Beating joint quantum estimation limits with stepwise multiparameter metrology

TL;DR

This paper introduces a stepwise multiparameter quantum sensing method that surpasses traditional joint estimation limits by effectively handling measurement incompatibility and parameter interdependencies, achieving superior precision in various quantum sensing scenarios.

Contribution

The authors propose and demonstrate a stepwise estimation approach that outperforms joint estimation in quantum metrology, especially with multiple sensors and many-body probes.

Findings

Stepwise sensing achieves lower error bounds than joint estimation.

Quantum-enhanced scaling is preserved with many-body probes using stepwise methods.

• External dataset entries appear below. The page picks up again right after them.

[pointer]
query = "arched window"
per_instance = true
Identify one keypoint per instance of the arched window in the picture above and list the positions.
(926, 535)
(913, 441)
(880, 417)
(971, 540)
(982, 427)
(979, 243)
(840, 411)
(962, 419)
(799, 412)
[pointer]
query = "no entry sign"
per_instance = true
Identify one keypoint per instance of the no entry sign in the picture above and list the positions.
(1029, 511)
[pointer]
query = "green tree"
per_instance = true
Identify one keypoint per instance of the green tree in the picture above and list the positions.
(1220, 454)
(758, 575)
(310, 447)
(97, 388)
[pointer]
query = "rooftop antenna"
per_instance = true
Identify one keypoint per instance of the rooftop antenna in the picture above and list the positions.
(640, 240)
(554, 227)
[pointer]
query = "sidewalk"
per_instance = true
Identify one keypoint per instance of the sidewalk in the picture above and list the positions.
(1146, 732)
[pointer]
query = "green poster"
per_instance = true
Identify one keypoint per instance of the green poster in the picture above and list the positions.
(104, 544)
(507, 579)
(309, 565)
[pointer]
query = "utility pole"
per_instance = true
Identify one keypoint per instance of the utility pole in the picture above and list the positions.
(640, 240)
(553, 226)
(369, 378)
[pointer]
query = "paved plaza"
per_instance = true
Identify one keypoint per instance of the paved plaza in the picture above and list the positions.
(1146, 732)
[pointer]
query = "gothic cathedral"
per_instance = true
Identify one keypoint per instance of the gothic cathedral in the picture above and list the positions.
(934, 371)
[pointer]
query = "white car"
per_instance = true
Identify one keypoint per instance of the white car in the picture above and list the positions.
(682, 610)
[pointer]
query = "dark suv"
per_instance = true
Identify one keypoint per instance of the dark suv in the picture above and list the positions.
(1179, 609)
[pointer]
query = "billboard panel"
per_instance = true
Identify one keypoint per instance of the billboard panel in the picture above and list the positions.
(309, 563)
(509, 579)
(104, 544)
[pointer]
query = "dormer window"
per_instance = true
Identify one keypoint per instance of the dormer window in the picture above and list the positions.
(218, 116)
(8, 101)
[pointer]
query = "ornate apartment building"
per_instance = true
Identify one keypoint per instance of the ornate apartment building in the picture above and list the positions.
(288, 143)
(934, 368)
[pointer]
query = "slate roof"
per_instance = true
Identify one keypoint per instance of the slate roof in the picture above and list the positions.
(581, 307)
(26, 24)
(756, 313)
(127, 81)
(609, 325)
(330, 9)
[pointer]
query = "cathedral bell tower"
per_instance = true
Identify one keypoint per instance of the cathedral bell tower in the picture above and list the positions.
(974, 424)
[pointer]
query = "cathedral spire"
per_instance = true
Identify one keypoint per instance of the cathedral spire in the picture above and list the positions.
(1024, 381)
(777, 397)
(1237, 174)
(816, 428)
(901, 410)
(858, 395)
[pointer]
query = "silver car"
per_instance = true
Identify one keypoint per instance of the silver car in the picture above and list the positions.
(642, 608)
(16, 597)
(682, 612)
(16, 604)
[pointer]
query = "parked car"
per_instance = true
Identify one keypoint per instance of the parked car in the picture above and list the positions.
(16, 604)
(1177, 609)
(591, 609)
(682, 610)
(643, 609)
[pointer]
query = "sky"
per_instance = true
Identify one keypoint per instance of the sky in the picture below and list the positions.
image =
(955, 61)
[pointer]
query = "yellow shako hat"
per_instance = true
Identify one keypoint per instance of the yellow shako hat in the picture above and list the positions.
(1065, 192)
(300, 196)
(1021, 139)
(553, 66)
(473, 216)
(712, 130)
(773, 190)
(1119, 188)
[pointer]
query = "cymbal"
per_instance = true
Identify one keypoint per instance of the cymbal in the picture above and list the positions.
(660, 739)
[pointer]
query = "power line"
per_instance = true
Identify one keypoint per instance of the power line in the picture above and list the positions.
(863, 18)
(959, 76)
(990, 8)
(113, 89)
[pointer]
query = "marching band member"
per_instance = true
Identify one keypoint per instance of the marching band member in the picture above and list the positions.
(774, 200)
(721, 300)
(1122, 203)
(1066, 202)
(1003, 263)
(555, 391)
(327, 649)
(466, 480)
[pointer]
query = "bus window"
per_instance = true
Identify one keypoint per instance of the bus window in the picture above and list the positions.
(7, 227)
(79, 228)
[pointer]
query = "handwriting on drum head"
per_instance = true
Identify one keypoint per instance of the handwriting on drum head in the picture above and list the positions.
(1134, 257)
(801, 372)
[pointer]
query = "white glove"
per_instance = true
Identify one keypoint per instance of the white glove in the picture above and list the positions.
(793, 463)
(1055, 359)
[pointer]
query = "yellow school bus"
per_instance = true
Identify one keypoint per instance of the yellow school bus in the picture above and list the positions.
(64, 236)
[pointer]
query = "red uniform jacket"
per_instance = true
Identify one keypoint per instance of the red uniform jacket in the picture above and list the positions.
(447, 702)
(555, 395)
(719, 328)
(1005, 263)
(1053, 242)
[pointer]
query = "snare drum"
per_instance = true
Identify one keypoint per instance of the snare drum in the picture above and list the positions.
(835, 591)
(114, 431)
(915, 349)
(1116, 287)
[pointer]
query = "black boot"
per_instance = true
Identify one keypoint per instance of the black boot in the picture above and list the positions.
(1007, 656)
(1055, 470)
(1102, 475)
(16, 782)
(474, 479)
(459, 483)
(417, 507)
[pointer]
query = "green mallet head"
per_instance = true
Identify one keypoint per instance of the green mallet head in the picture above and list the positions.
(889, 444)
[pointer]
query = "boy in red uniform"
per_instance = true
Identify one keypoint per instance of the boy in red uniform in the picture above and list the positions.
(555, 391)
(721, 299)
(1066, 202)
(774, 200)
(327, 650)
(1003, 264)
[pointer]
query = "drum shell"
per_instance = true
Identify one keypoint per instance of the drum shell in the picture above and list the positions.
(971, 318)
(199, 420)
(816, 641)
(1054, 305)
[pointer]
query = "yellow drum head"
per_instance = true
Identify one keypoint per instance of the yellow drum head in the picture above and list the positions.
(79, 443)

Bayesian implementations confirm the practical advantages of the proposed approach.

Abstract

Conventional multiparameter quantum sensing relies on joint estimation, but this approach faces two key limitations: theoretical bounds may be unattainable due to measurement incompatibility, and sensing may fail due to parameter interdependencies. We propose stepwise estimation and identify regimes where it outperforms joint estimation. For multiple quantum sensors, this scheme achieves far lower error bounds than joint estimation. With many-body probes, stepwise sensing retains a quantum-enhanced scaling advantage often lost in joint estimation due to parameter correlations. We demonstrate its concrete advantages through Bayesian implementations across diverse examples.